Hackler takes considerable pains to tie Enemies/People to current issues, including President # 45, blind loyalty, immigrant abuse and cultural permission to be narcissistic, racist and greedy. On the one hand it’s exhilarating and absorbing, on the other it does seem to go a bit overboard. At the outset Tom’s imperative seems obvious, but gradually layers of equivocation are added, his motives, judgment and past failures are tossed into the mix. Complications and/or tangential themes are introduced. Enemies/People never lacks for density and it moves quickly. It’s testy and intense.

Enemies/People begs comparisons between the original text and the show we’re watching. In voiceover reflection, the playwright describes Ibsen’s script as a sausagefest, i.e., no girls. [Can we not gauge relevance when the disenfranchised were denied a seat at the table?] Is Hackler suggesting because Ibsen depicted the actuality of his times, that he lacks insight? It’s not always easy to tell. Perhaps Hackler is embracing diversity to mock it, or suggesting the more we try, the more we resist evolution? Enemies/People raises compelling questions and there are times when Thomas seems fiercely, palpably heroic. I’m not sure though, that this version’s ambitious need to strive for contemporary context, equals the experience.

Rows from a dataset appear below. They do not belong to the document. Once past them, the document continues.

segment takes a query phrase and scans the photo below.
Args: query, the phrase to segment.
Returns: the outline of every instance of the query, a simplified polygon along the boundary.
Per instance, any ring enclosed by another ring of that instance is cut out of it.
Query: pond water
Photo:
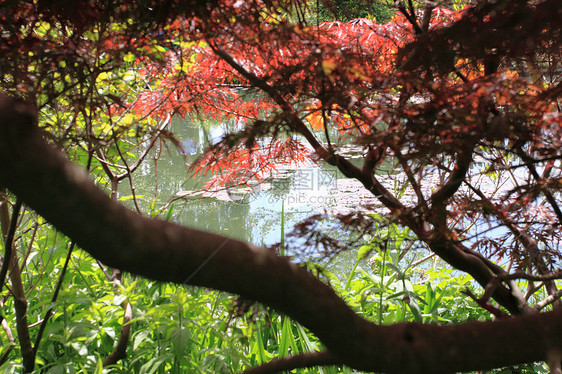
[[[133,174],[133,183],[143,209],[154,201],[158,209],[176,199],[169,205],[173,206],[171,220],[182,225],[269,246],[281,241],[282,230],[290,232],[295,224],[312,214],[346,213],[376,204],[372,194],[357,181],[346,179],[330,165],[313,163],[298,168],[280,167],[270,180],[244,195],[236,189],[205,191],[206,179],[198,176],[194,180],[188,173],[188,166],[208,144],[220,140],[225,128],[178,120],[172,127],[182,147],[178,149],[168,144],[168,147],[155,149],[151,155],[153,160],[145,160],[141,169]],[[360,151],[349,146],[347,156],[353,157],[353,152],[360,157]],[[121,198],[127,199],[130,195],[128,183],[122,183]],[[160,217],[166,217],[166,213]],[[351,253],[344,256],[347,257],[344,263],[354,261],[355,256]]]

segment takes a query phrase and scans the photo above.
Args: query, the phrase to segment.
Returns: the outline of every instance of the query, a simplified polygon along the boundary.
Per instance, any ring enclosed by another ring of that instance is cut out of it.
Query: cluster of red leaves
[[[192,166],[194,178],[211,174],[208,190],[251,186],[271,178],[283,166],[296,166],[310,160],[311,151],[291,138],[273,140],[263,146],[229,149],[217,144]]]

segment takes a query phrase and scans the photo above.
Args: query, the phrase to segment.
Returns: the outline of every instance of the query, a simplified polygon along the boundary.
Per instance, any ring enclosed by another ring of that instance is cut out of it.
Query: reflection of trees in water
[[[186,226],[253,241],[248,220],[250,206],[203,198],[176,203],[178,221]]]

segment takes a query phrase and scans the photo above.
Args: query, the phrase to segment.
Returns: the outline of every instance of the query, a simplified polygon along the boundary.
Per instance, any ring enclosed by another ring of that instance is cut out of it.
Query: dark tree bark
[[[0,187],[103,263],[151,279],[239,294],[315,333],[360,370],[444,373],[560,359],[562,310],[454,326],[376,326],[327,285],[275,253],[147,219],[112,201],[47,144],[32,107],[0,96]]]

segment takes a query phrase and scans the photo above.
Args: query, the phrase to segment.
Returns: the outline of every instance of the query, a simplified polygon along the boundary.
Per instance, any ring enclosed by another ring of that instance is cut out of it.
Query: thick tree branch
[[[26,105],[0,96],[0,186],[109,266],[270,305],[359,370],[467,371],[545,360],[562,351],[562,311],[453,326],[372,324],[306,269],[272,251],[148,219],[111,201],[45,143],[33,118]]]

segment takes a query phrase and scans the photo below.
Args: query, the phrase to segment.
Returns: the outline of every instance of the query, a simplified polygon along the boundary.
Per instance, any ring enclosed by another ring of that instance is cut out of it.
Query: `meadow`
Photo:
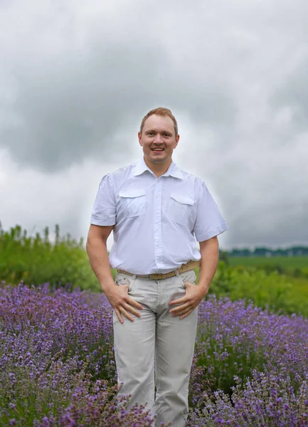
[[[82,242],[0,228],[0,426],[149,427],[117,398],[112,310]],[[307,288],[220,262],[198,309],[187,427],[308,426]]]

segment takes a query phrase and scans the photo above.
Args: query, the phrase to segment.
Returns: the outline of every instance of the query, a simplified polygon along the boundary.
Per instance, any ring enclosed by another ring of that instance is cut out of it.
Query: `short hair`
[[[160,116],[163,116],[163,117],[170,117],[173,122],[174,123],[174,130],[176,132],[176,137],[178,136],[178,124],[176,120],[176,117],[174,116],[174,115],[172,114],[172,112],[171,112],[170,110],[169,110],[168,108],[164,108],[163,107],[159,107],[158,108],[154,108],[154,110],[151,110],[151,111],[149,111],[149,112],[147,114],[146,114],[146,115],[144,117],[144,118],[142,119],[142,121],[141,122],[141,125],[140,125],[140,133],[142,133],[142,130],[144,126],[144,122],[147,120],[147,119],[148,119],[150,116],[153,115],[160,115]]]

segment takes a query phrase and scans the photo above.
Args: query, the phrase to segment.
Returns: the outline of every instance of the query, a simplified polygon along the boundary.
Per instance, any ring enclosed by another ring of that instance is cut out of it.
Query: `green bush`
[[[55,288],[100,290],[90,265],[83,239],[78,243],[68,234],[60,237],[55,226],[55,241],[49,241],[49,230],[42,237],[27,237],[20,226],[4,231],[0,223],[0,280],[16,285],[21,280],[36,286],[49,283]]]

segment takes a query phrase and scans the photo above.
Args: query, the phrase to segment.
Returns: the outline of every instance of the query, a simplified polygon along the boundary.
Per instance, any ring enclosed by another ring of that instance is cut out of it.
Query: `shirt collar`
[[[153,174],[153,172],[149,168],[147,163],[144,162],[144,159],[142,157],[142,159],[140,159],[140,160],[136,163],[133,175],[134,176],[141,175],[145,172],[145,171],[149,171],[151,174]],[[176,166],[173,160],[171,161],[171,164],[170,164],[167,172],[164,174],[163,176],[174,176],[174,178],[179,178],[179,179],[185,179],[180,169]]]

That being said, Hackler’s Enemies/People is well worth your time.

Second Thought Theatre presents: Enemies/People playing June 13th-July 7th, 2018. Bryant Hall. 3636 Turtle Creek Blvd, Dallas, Texas 75219. 1-866) 811-4111. info@secondthoughttheatre.com

When archetypes collide: Stage West’s production of Hir

Isaac, a dishonorably discharged Marine, returns home to find his dad, Arnold, dressed in some grotesque version of drag, and virtually incoherent. His sister, Max, is in the process of transitioning from female to male. His mother, Paige (perky and menacing) is experiencing one epiphany after another, once she’s no longer constrained by traditional gender paradigms. Considering her supposed declaration of independence for all, she’s incredibly pushy and contentious. After a history of egregious abuse from her husband, she’s keeping him subservient through medication, and primitive female attired. For the purpose of humiliating him. [One of the 12 Labors of Hercules was very similar.] Whether or not you believe retaliation amounts to justice, you have to wonder why she doesn’t just kick him out, or slit his throat.

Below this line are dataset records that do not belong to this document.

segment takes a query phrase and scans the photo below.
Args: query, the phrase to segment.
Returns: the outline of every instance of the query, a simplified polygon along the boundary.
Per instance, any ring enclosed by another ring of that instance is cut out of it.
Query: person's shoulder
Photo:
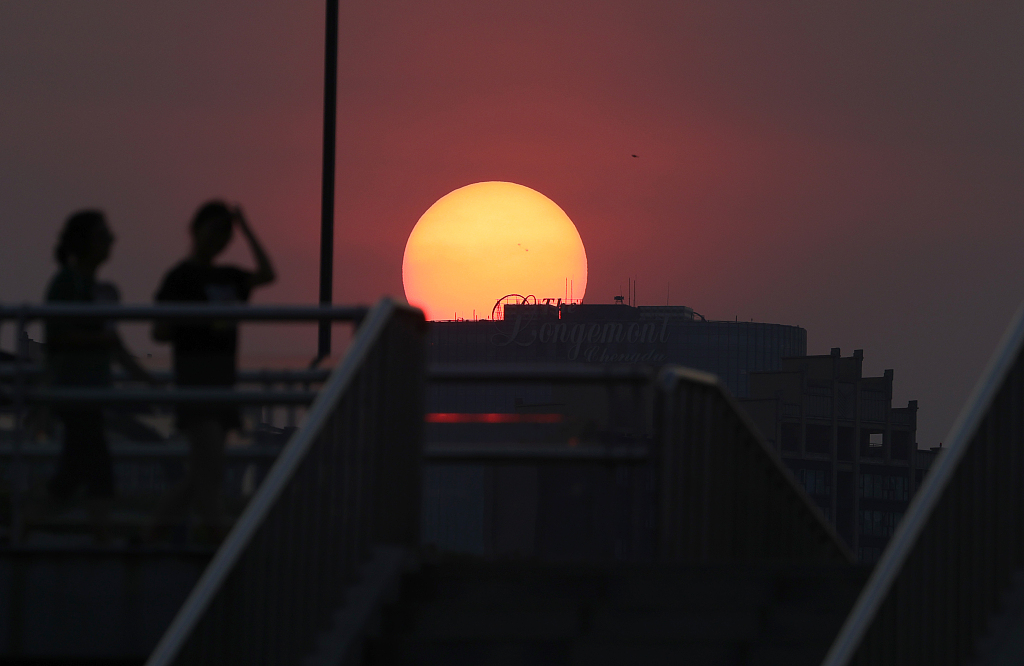
[[[46,300],[86,300],[82,280],[71,268],[63,266],[57,270],[46,288]]]
[[[226,266],[213,266],[214,272],[217,277],[228,277],[228,278],[239,278],[242,276],[250,276],[252,272],[246,270],[245,268],[240,268],[238,266],[226,265]]]

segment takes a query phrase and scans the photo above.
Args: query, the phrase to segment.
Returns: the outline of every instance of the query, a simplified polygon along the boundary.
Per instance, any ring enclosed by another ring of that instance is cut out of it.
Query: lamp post
[[[321,183],[319,303],[330,305],[334,279],[334,162],[338,116],[338,0],[327,0],[324,40],[324,167]],[[331,353],[331,322],[317,330],[316,361]]]

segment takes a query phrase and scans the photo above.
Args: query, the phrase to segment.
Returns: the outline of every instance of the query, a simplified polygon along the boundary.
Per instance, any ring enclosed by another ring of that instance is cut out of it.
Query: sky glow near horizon
[[[150,302],[211,197],[275,263],[255,302],[314,301],[323,14],[0,0],[0,301],[38,301],[60,223],[99,206],[100,277]],[[337,302],[400,297],[444,193],[517,182],[579,227],[587,302],[636,278],[642,305],[863,348],[935,446],[1024,299],[1022,3],[381,0],[339,25]],[[238,239],[227,259],[251,265]]]

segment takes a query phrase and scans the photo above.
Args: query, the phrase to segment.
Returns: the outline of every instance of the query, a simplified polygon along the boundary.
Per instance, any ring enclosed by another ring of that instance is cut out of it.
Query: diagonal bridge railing
[[[944,442],[824,666],[975,657],[1024,567],[1024,306]]]
[[[255,309],[240,308],[239,319],[245,319],[243,310]],[[310,308],[305,309],[308,318]],[[121,311],[97,308],[94,316]],[[140,308],[137,315],[145,319],[153,311]],[[418,310],[382,301],[360,319],[347,355],[303,426],[278,456],[147,663],[295,663],[309,655],[337,624],[339,609],[358,596],[355,588],[368,560],[384,553],[395,564],[400,553],[420,546],[423,462],[641,470],[639,476],[649,474],[653,490],[653,519],[642,527],[649,529],[656,561],[852,561],[824,516],[710,375],[595,366],[467,365],[426,372]],[[647,398],[636,407],[642,413],[635,420],[646,423],[648,433],[637,446],[625,447],[423,447],[428,380],[639,386]],[[175,400],[195,398],[186,393]],[[381,544],[395,547],[385,553],[376,548]]]

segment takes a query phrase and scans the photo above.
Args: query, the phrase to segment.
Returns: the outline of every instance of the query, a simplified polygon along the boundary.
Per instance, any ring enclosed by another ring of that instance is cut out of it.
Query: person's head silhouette
[[[231,230],[238,215],[222,201],[203,204],[191,222],[193,256],[204,263],[213,261],[231,240]]]
[[[111,255],[112,245],[114,235],[103,213],[82,210],[73,213],[65,222],[53,254],[61,266],[92,275]]]

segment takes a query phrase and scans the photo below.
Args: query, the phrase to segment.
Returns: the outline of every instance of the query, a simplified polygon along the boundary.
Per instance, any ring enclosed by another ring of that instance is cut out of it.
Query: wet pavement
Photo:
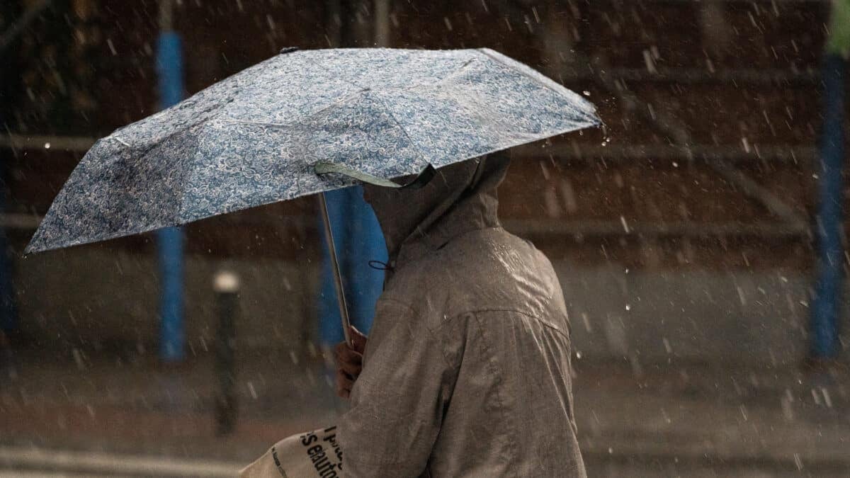
[[[322,357],[305,352],[241,351],[236,429],[217,436],[209,354],[163,367],[138,354],[20,350],[2,375],[0,474],[227,475],[344,410]],[[591,476],[850,475],[846,369],[574,367]]]

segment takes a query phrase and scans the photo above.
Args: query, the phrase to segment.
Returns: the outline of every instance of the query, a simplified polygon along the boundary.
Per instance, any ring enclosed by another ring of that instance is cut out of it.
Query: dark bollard
[[[229,435],[236,428],[236,294],[239,276],[223,270],[216,274],[213,289],[218,302],[218,327],[216,330],[215,373],[218,390],[215,398],[216,435]]]

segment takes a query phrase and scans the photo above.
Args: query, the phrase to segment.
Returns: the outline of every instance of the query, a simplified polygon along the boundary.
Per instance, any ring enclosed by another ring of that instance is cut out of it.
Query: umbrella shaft
[[[327,201],[325,193],[319,195],[319,204],[321,208],[321,219],[325,224],[325,238],[331,257],[331,270],[333,271],[333,285],[337,289],[337,303],[339,305],[339,316],[343,321],[343,333],[345,342],[351,346],[351,320],[348,318],[348,306],[345,302],[345,290],[343,288],[343,276],[339,272],[339,260],[337,259],[337,246],[333,242],[333,231],[331,230],[331,218],[327,213]]]

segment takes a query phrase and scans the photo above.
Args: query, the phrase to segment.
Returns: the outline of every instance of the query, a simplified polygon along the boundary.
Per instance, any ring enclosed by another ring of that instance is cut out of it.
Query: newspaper
[[[343,451],[337,427],[293,435],[239,472],[240,478],[340,478]]]

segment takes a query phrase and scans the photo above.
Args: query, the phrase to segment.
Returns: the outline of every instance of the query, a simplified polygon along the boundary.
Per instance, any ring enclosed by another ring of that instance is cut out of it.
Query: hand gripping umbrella
[[[414,187],[434,168],[599,122],[578,94],[488,48],[286,48],[99,139],[25,253],[359,181],[416,174]]]

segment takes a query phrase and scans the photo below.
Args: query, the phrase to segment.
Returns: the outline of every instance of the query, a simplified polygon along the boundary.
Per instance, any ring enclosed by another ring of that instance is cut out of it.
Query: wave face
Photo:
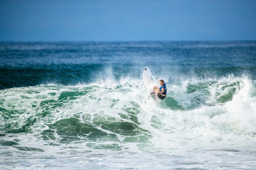
[[[255,42],[0,49],[4,168],[256,167]],[[148,94],[143,65],[165,81],[164,100]]]

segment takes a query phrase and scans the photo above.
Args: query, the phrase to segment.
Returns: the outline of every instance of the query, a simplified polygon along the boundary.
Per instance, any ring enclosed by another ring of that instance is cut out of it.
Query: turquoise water
[[[256,42],[1,42],[0,58],[2,169],[256,167]]]

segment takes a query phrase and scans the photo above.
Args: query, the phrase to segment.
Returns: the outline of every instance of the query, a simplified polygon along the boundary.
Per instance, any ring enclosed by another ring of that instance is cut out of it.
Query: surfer
[[[159,80],[159,84],[160,84],[159,88],[154,86],[153,88],[156,91],[157,97],[160,99],[163,100],[166,97],[166,91],[167,91],[166,85],[163,80]]]

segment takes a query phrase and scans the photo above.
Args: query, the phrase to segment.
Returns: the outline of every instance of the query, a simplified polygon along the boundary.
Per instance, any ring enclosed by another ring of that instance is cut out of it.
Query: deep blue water
[[[256,41],[0,42],[1,169],[255,169],[256,113]]]
[[[0,43],[0,88],[141,76],[147,66],[170,81],[243,74],[254,79],[256,41]],[[168,73],[167,74],[167,73]],[[96,76],[96,77],[95,77]]]

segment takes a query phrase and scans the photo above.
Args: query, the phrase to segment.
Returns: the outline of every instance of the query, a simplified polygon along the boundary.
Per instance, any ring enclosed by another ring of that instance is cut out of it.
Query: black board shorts
[[[165,98],[166,96],[162,96],[160,93],[158,93],[157,94],[157,97],[161,100],[163,100]]]

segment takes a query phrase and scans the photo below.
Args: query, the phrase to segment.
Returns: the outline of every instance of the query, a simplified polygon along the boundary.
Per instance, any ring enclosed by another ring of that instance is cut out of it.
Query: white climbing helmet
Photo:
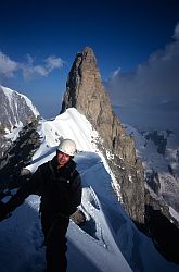
[[[63,139],[59,145],[57,150],[68,156],[74,156],[76,152],[76,144],[72,139]]]

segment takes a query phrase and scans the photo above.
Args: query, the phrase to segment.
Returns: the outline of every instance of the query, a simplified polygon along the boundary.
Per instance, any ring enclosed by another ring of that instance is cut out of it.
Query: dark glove
[[[0,201],[0,221],[9,218],[11,214],[7,209],[7,205],[2,201]]]

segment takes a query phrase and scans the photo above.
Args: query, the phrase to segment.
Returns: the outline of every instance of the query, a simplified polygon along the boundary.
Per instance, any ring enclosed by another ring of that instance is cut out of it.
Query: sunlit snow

Hir (prounced “here”) feels like a black comedy of checks and balances. Isaac is the non-toxic version of virility and Max, the more nuanced version of gender transition. Paige seems enlightened, but the further we get, the more she uses cultural sea change as an excuse to torture, dominate and shame. Max might be a bit touchy, but ze’s not a bully. When Isaac arrives home, the house has succumbed to nearly utter chaos. If he tries to impart some order (for the sake of sanity) Paige won’t let him. Nearly all the conflict in Hir emerges from territorial bouts between Isaac and his mother.

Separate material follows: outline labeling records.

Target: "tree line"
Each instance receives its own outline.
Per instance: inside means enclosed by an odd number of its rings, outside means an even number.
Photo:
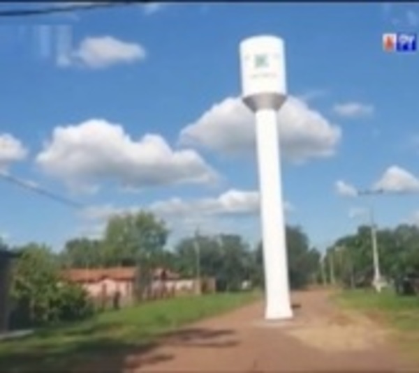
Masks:
[[[286,232],[291,285],[299,289],[313,280],[320,254],[301,228],[288,227]],[[244,281],[263,286],[261,243],[252,248],[237,234],[196,234],[168,248],[170,234],[163,220],[140,211],[111,217],[101,238],[71,239],[59,252],[37,243],[7,248],[20,254],[12,284],[14,323],[44,325],[91,316],[85,291],[61,275],[69,268],[137,266],[144,273],[159,266],[186,278],[215,278],[221,291],[240,290]]]
[[[385,280],[391,282],[406,274],[419,274],[418,227],[403,224],[378,229],[376,238],[381,273]],[[337,239],[326,250],[319,277],[348,287],[370,286],[374,277],[372,241],[371,227],[365,225]]]
[[[94,309],[80,286],[63,278],[62,271],[115,266],[138,267],[145,273],[163,267],[184,278],[214,277],[217,291],[240,290],[243,282],[263,287],[263,243],[252,248],[240,235],[197,234],[168,248],[170,232],[152,213],[111,217],[99,239],[77,238],[59,252],[37,243],[8,248],[19,254],[12,284],[13,321],[20,327],[88,317]],[[419,229],[402,224],[377,231],[381,273],[388,279],[419,271]],[[311,283],[370,286],[373,277],[371,230],[337,239],[323,257],[299,227],[286,227],[290,284]]]

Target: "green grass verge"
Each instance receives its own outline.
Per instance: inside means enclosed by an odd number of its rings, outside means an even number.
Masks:
[[[391,327],[402,349],[419,359],[419,297],[399,296],[390,290],[353,290],[339,293],[335,300]]]
[[[0,372],[77,372],[78,367],[86,370],[98,362],[101,372],[122,371],[127,355],[155,348],[166,333],[260,297],[237,293],[157,300],[2,341]]]

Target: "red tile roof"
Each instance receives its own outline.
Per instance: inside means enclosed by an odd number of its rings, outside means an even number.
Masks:
[[[156,268],[155,277],[161,276],[163,268]],[[166,270],[168,280],[179,278],[177,273]],[[133,281],[137,273],[135,267],[114,267],[108,268],[73,268],[63,272],[65,278],[75,282],[96,282],[105,278],[118,281]]]

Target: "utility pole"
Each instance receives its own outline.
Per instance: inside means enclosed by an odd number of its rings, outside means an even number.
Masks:
[[[196,271],[196,287],[195,291],[196,295],[201,294],[201,276],[200,276],[200,248],[199,244],[199,228],[195,231],[195,238],[193,240],[193,247],[195,248],[195,271]]]
[[[329,275],[330,277],[330,284],[334,286],[335,284],[335,260],[334,256],[335,254],[335,249],[333,248],[330,249],[330,255],[329,255]]]
[[[383,190],[364,190],[358,192],[358,195],[372,195],[383,193]],[[372,286],[377,293],[381,291],[381,271],[380,270],[380,257],[377,244],[377,232],[375,220],[374,217],[374,207],[370,202],[369,208],[369,227],[371,229],[371,244],[372,249],[372,264],[374,268],[374,279]]]
[[[328,280],[326,278],[326,271],[325,271],[325,255],[322,255],[322,257],[320,258],[320,267],[321,267],[321,280],[322,280],[323,287],[325,287],[328,283]]]

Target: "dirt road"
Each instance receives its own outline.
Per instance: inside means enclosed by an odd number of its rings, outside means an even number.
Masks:
[[[293,321],[267,323],[256,304],[168,335],[133,353],[124,372],[406,372],[389,332],[334,306],[324,291],[295,294]],[[419,367],[416,367],[418,370]]]

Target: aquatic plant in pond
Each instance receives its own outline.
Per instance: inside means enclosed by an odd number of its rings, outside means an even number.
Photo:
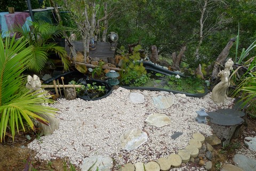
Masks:
[[[88,82],[88,80],[81,79],[78,80],[77,83],[72,80],[69,83],[69,84],[81,85],[81,88],[76,89],[77,94],[81,96],[85,96],[89,99],[100,97],[105,95],[107,93],[107,89],[106,86],[97,84],[96,81],[91,80],[90,82]]]
[[[205,92],[205,83],[196,77],[181,77],[179,75],[165,75],[161,73],[150,72],[147,74],[147,79],[140,86],[154,87],[189,93]],[[134,82],[130,86],[138,86]]]

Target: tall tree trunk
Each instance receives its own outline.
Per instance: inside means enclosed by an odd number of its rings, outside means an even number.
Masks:
[[[204,16],[205,11],[206,10],[206,6],[207,4],[207,0],[204,1],[204,6],[203,7],[203,9],[201,11],[201,17],[200,17],[200,33],[199,33],[199,42],[197,47],[196,47],[195,56],[196,59],[199,58],[199,50],[200,48],[200,46],[201,46],[202,43],[203,42],[203,29],[204,27]]]
[[[57,15],[57,18],[58,18],[58,21],[58,21],[59,25],[60,24],[62,25],[62,20],[60,17],[60,12],[59,11],[59,9],[58,9],[58,7],[56,6],[56,4],[53,2],[53,0],[50,0],[50,3],[51,3],[51,5],[53,6],[53,8],[54,9],[55,13],[56,13],[56,15]],[[66,40],[67,40],[68,46],[69,47],[72,56],[73,57],[75,56],[75,56],[76,56],[76,48],[75,47],[75,45],[73,44],[72,44],[70,40],[69,39],[69,38],[68,37],[68,35],[66,33],[66,32],[64,31],[63,34],[64,37],[65,37]]]
[[[104,3],[104,18],[107,18],[108,16],[108,4],[107,2]],[[103,21],[104,30],[102,32],[102,42],[107,42],[107,34],[108,32],[108,20],[106,19]]]
[[[220,65],[224,65],[224,62],[225,59],[228,56],[229,53],[229,50],[233,45],[234,42],[236,41],[236,37],[231,38],[228,44],[226,45],[225,47],[223,49],[221,53],[220,53],[218,58],[215,60],[214,64],[213,64],[213,69],[212,72],[212,80],[215,81],[218,78],[218,74],[219,73],[219,68]]]
[[[172,54],[172,69],[174,70],[180,71],[180,64],[181,61],[181,58],[186,51],[186,46],[183,46],[180,50],[180,53],[176,56],[176,53],[173,52]]]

Playwright Taylor Mac may be using imitative fallacy. Husband Arnold might very well have used housekeeping as means of subjugation, so it’s not unreasonable that Paige would reject it. That being said, she doesn’t want anyone else to do it, either. The characters struggle with gender identity, though on the face of it, Isaac seems most secure. He has no issues with Domestic Maintenance, and only interferes when Paige degrades his dad. In broader strokes, Arnold, Isaac, Max and Paige all represent different gender views. Arnold wielded the toxic version of manhood, while Isaac, though a marine, drove an ambulance. Paige is the sunshiney, albeit angry mom, while Max has found a way to navigate hir aggression. Isaac, Arnold and Max all fall somewhere along the “male” spectrum. Mac has created a perfect storm, conflicts arise when archetypes collide.

A successful play needn’t answer all the questions it raises, but it does need some kind of takeaway. With Hir, it’s hard to tell. Perhaps it’s: Solutions are impossible without compromise. Or: There is no one answer to conundrum. Perhaps Taylor Mac is stirring the pot. It’s like a recipe for food that doesn’t exist. In my experience, the problem has less to do with gender itself, then trying to define it with attributes. Maybe Mac understands that gender is an infinite mystery, and any attempt to fracture it by opposition is beside the point.